If you wish to minimize the buildup in height, you could remove the existing 1/2" layer, and install 3/4" T&G material, with the edges supported by new blocking where required, if you can't end them on a joist (common problem when you come up against a wall). that would be adequate for ceramic tile. This would give you an opportunity to maybe sister, plane, or shim the existing joists to give you a perfectly level and flat new subfloor. To improve the overall strength, use construction adhesive on the joists. As noted earlier, the bigger the tile, the more important it is to have the floor flat to minimize lippage of those large tile. Large tile are not the easiest thing to lay until you have some experience. You may also want to invest in one of the tile leveling systems such as Tuscan Leveling System, or LASH (by QEP - available at HD). this would make it easier to get the edges perfectly level. Also note, large format tile are sometimes cupped or warped, so perfectly level is impossible. This is a function of the quality of the tile and mostly resulting from inconsistent handling prior to and the operation of firing in the kiln.

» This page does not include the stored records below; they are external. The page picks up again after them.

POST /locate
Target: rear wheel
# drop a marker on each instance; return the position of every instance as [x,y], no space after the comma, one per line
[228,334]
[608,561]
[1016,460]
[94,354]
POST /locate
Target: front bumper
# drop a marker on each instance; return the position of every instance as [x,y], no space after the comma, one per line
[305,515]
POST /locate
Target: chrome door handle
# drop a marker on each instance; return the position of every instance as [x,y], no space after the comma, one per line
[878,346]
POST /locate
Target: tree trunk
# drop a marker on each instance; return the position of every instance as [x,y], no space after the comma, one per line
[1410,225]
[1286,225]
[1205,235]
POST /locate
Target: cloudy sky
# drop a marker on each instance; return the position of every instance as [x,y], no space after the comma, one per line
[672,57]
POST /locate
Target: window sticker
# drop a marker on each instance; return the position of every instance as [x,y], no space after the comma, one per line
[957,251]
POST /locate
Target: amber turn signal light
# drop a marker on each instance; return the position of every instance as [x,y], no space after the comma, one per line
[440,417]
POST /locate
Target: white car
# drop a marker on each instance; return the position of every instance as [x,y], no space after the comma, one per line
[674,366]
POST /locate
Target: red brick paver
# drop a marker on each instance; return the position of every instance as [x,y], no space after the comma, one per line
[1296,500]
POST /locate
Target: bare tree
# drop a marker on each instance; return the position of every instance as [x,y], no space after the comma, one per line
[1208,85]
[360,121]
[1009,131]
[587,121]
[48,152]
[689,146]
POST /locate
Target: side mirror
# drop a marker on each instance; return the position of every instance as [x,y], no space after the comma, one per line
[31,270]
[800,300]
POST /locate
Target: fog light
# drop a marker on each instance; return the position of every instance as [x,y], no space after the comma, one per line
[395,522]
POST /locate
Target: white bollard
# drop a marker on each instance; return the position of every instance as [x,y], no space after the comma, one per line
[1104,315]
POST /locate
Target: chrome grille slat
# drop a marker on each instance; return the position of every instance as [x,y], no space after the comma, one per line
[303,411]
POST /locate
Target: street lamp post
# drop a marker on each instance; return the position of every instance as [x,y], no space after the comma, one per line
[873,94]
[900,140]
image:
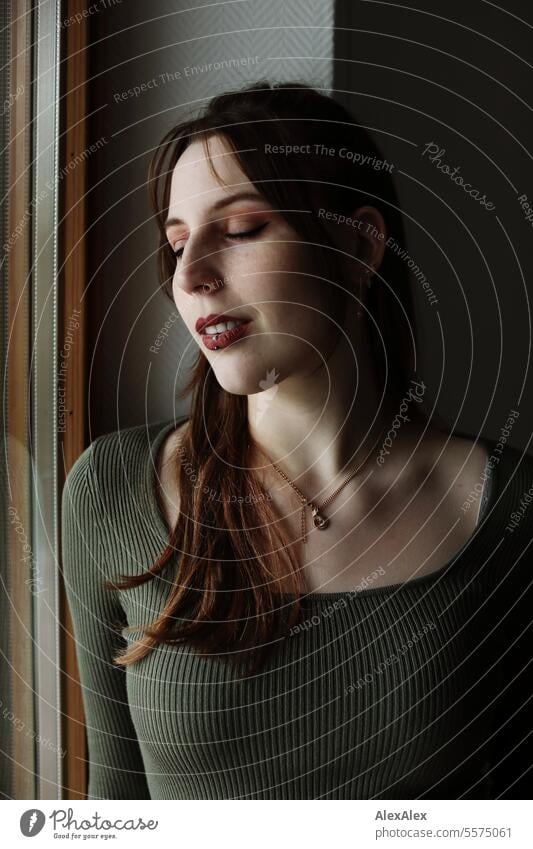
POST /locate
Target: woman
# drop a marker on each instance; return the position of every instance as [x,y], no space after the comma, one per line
[321,620]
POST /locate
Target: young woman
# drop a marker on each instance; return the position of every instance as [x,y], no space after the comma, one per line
[304,588]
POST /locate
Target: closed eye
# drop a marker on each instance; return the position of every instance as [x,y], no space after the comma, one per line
[243,234]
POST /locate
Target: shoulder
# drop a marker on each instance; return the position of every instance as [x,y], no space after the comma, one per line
[110,457]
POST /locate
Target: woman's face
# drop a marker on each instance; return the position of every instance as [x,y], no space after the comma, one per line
[258,268]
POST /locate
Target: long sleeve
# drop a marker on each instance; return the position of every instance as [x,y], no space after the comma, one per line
[116,769]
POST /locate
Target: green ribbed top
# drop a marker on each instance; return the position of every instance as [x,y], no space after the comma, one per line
[398,692]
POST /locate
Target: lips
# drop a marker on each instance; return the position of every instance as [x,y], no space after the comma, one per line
[216,318]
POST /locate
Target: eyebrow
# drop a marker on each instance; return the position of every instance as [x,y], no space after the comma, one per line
[170,222]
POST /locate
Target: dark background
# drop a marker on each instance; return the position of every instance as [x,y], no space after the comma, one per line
[455,74]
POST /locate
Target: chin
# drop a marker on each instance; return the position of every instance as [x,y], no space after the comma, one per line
[241,378]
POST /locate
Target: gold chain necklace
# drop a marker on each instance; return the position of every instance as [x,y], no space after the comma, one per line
[320,521]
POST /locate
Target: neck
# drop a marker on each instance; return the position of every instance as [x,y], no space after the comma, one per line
[316,427]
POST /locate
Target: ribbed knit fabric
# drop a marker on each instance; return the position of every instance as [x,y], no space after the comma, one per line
[419,690]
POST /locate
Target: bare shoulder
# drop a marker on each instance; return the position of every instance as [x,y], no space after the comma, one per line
[453,464]
[168,490]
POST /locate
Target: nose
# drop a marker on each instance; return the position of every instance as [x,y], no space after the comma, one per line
[197,269]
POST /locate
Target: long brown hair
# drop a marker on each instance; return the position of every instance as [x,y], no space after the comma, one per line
[223,601]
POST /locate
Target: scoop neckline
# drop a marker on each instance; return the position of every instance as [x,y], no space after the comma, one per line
[421,580]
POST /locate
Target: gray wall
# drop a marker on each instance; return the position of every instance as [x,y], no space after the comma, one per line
[459,75]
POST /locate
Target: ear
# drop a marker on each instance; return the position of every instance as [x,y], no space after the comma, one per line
[372,235]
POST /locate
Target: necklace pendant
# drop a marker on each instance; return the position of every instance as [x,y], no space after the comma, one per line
[319,521]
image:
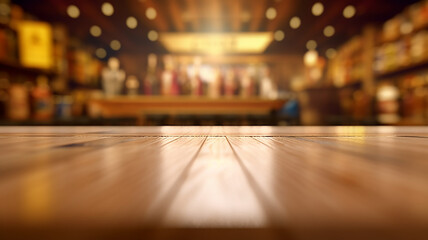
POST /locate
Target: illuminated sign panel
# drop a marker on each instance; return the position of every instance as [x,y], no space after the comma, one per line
[35,44]
[216,43]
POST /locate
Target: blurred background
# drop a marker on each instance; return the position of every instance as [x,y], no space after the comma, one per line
[213,62]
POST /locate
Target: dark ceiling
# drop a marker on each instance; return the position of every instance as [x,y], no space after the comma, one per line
[215,16]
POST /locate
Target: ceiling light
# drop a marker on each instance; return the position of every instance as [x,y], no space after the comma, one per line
[115,45]
[95,31]
[245,16]
[151,13]
[349,11]
[131,22]
[73,11]
[406,28]
[279,35]
[317,9]
[153,35]
[331,53]
[329,31]
[271,13]
[107,9]
[100,53]
[310,58]
[311,45]
[217,43]
[295,22]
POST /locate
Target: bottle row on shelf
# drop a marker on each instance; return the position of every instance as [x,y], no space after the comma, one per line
[24,100]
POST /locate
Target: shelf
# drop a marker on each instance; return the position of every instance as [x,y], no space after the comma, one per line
[17,68]
[402,70]
[401,37]
[355,84]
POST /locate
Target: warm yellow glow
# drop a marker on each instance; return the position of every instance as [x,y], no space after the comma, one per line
[295,22]
[317,9]
[100,53]
[271,13]
[331,53]
[4,9]
[107,9]
[95,31]
[216,43]
[153,35]
[151,13]
[329,31]
[115,45]
[35,44]
[310,58]
[406,28]
[131,22]
[73,11]
[311,45]
[349,11]
[245,16]
[279,35]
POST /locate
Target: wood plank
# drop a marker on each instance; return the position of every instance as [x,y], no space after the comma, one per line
[279,180]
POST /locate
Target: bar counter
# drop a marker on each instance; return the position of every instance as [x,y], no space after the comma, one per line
[214,182]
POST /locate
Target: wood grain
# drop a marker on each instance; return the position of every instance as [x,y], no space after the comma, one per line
[272,180]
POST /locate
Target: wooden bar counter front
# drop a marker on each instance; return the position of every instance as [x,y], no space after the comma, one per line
[214,183]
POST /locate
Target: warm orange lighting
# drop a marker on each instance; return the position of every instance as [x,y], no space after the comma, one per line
[216,43]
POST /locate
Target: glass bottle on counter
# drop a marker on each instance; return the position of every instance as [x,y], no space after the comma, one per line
[19,103]
[4,94]
[113,78]
[169,83]
[43,107]
[151,82]
[132,86]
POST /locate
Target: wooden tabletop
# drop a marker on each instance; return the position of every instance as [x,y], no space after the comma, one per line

If you want more exposure to tile experts, go to www.johnbridge.com, but also being a member there, I think I've got this right.
• 06-06-2010, 01:25 PM
ingeborgdot
I won't be laying the tile is what I have decided. I will be putting in the subfloor,(3/4 and 1/2 on top of that), the radiant wire, and then the ditra. I will let the tile man do his thing for that. Does this sound acceptable. Would running 2x 8 between the joist to connect one to the other would that be considered sistering or what? And would that help for more support?
• 06-06-2010, 02:52 PM
Sistering means adding a second joist along-side an existing one. The goal is to strengthen the joist. It does not have to extend the full length, but needs to cover at least the middle 2/3'rds of the unsupported length to provide the needed support. Blocking goes between joists at 90-degree angles. You may need this if you cut out the existing subflooring to then support the ends or edges if they can't be supported by existing joists or the T&G of the new panel being installed. Blocking does not appreciably increase the floor deflection ratings. It does prevent the joists from twisting, but that often isn't an issue if there's sheet material on both sides and you've used adhesive on the subfloor to help attach it to the joists. While two layers of ply as you indicate are fine, it is overkill for a ceramic tile installation. The extra insurance does not make the floor stiffer along the joists, but does decrease deflection between the joists. A single 3/4" sheet, properly installed exceeds the industry standards for ceramic. A decoupling layer above the heating mats would be more efficient use of your money than a second layer of ply after the tearout. My preference is Ditra. It would provide more protection than the already adequate new 3/4" layer with a 1/2" layer on top. The addition of the heat makes me lean towards the decoupling layer of the Ditra...you don't need the additional stiffness after you put down new 3/4".
• 06-06-2010, 04:54 PM
ingeborgdot
Here is something new. I just remembered there is a false wall down below this that comes out 3' on the joists. It is not a great support but does add some support. I forgot about this as I don't think it is a great support but like I said it does add some. The other issue is I wonder if you guys think my tile job will be big. If you call a 4' strip between the cupboards big then yes. Most of the tile will be about a 4' strip. Other parts will be a 6x4 section and another 6x4 section. It is not a big kitchen at all.

I understand that 1/2 on top is not necessary but there will only be 6 pieces to add so cost is not an issue. Will I be better off or will it not make a single bit of difference?
Thanks so much for all your input. I really appreciate it.
My kitchen is only 8' wide. The rest of the span goes into another room on the other side of a wall.
Could I post a picture to show you my kitchen?